The url i'm trying to fetch is: https://img.uefa.com/imgml/uefacom/uel/social/og-default.jpg

Code that fails:

import requests

url = 'https://img.uefa.com/imgml/uefacom/uel/social/og-default.jpg'

try:
    response = requests.get(url, verify=False, timeout=10)  # Disable SSL verification
    response.raise_for_status()
except requests.exceptions.RequestException as e:
    print("Error:", e)

Code that works:

import http.client
import ssl

conn = http.client.HTTPSConnection("img.uefa.com", context=ssl._create_unverified_context())
conn.request("GET", "/imgml/uefacom/uel/social/og-default.jpg")
response = conn.getresponse()
print(response.status, response.reason)
conn.close()

I've tried many things, adding multiple headers, but none worked.

The following command in curl also works

curl -v "https://img.uefa.com/imgml/uefacom/uel/social/og-default.jpg" --output image.jpg

Also opening in browser works.

Note: All requests done locally

Does requests do any step that may impact in this problem?


Solution

  • Some sites will reject traffic from clients with "invalid" user agent strings.

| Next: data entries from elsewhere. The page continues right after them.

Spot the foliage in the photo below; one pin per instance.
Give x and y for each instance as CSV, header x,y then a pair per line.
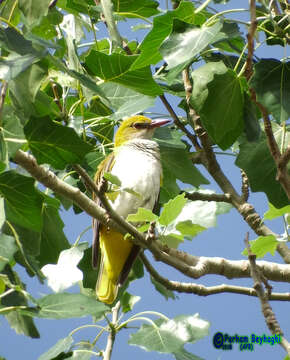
x,y
69,86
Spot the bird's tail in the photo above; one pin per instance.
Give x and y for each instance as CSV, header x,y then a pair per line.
x,y
115,251
106,288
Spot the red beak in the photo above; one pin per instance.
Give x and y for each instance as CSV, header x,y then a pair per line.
x,y
159,122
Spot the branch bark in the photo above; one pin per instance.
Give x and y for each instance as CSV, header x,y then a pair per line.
x,y
192,266
201,290
259,277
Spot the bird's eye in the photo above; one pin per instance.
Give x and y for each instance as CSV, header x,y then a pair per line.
x,y
140,125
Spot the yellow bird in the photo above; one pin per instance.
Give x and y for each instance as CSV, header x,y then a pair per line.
x,y
136,162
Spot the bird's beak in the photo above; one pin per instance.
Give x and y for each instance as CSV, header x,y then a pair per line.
x,y
158,122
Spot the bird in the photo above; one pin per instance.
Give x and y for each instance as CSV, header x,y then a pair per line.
x,y
135,160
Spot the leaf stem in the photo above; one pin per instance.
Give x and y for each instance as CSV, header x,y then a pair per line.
x,y
107,7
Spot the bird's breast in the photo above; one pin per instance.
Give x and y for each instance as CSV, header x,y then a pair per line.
x,y
139,169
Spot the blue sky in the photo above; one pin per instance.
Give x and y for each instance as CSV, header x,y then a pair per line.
x,y
227,313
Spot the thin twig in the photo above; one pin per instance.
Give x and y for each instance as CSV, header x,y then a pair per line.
x,y
112,333
245,186
267,310
250,36
2,98
107,6
245,209
201,290
208,197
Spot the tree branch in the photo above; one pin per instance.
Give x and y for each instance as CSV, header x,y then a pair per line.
x,y
244,208
282,176
191,266
201,290
259,277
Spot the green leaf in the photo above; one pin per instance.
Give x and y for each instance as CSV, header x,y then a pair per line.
x,y
223,120
84,79
273,212
142,215
116,68
172,209
176,163
262,245
46,28
33,10
54,144
181,47
22,324
136,8
255,159
252,126
183,354
169,336
62,346
229,38
162,26
128,301
12,130
125,101
7,249
66,305
188,228
24,90
271,81
168,294
23,203
13,41
53,239
113,179
14,64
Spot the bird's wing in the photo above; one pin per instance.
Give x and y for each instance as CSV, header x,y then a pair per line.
x,y
105,166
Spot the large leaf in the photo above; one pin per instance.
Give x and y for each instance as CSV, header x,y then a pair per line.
x,y
125,101
13,41
218,98
169,336
181,47
255,159
65,273
271,82
136,8
23,203
22,324
53,239
176,163
172,209
54,144
65,306
24,89
14,64
116,68
162,26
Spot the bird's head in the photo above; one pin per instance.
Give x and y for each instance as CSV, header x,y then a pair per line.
x,y
137,127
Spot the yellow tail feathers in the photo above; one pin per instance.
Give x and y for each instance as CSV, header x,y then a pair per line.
x,y
115,251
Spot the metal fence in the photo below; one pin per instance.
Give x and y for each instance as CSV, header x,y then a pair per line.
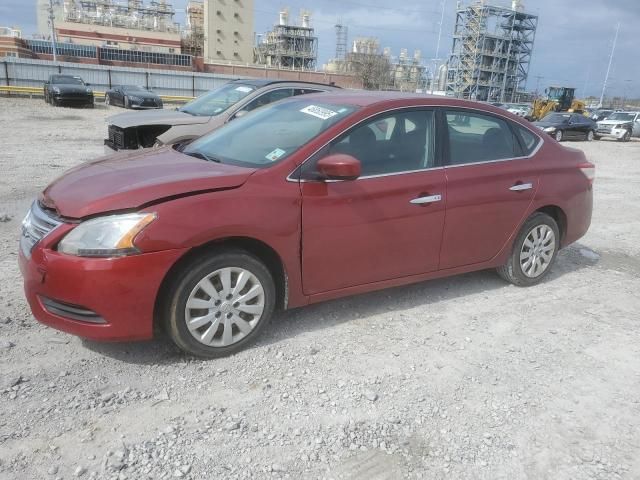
x,y
26,72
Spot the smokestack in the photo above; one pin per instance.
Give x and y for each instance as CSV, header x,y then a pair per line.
x,y
284,17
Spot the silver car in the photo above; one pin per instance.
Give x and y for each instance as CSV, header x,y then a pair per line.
x,y
133,130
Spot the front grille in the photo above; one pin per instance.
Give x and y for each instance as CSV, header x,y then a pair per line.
x,y
74,312
36,225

    If you print the default headers object that the requests Python library uses, you can see that it's pretty explicitly noted that the request is coming from a Python script:

    {'User-Agent': 'python-requests/2.32.3', 'Accept-Encoding': 'gzip, deflate', 'Accept': '*/*', 'Connection': 'keep-alive'}
    

    The site owner likely wants to limit bots and web scraping, so this user agent is not accepted. The http/httpx library's user agent is likely not being filtered out.

    The below code with a browser-like user agent works fine, as you already specified above.

    import requests
    
    url = 'https://img.uefa.com/imgml/uefacom/uel/social/og-default.jpg'
    
    headers = {
        'User-Agent': (
            'Mozilla/5.0 (Macintosh; Intel Mac OS X 10_15_7) AppleWebKit/605.1.15 (KHTML, like Gecko) Version/17.6 Safari/605.1.15' # noqa
        )
    }
    
    try:
        response = requests.get(
            url,
            headers=headers,
            verify=True,     # Disable SSL verification (if needed)
            timeout=10,       # Timeout after 10 seconds
        )
        print(response.status_code)
    except Exception as e:
        print("Error:", e)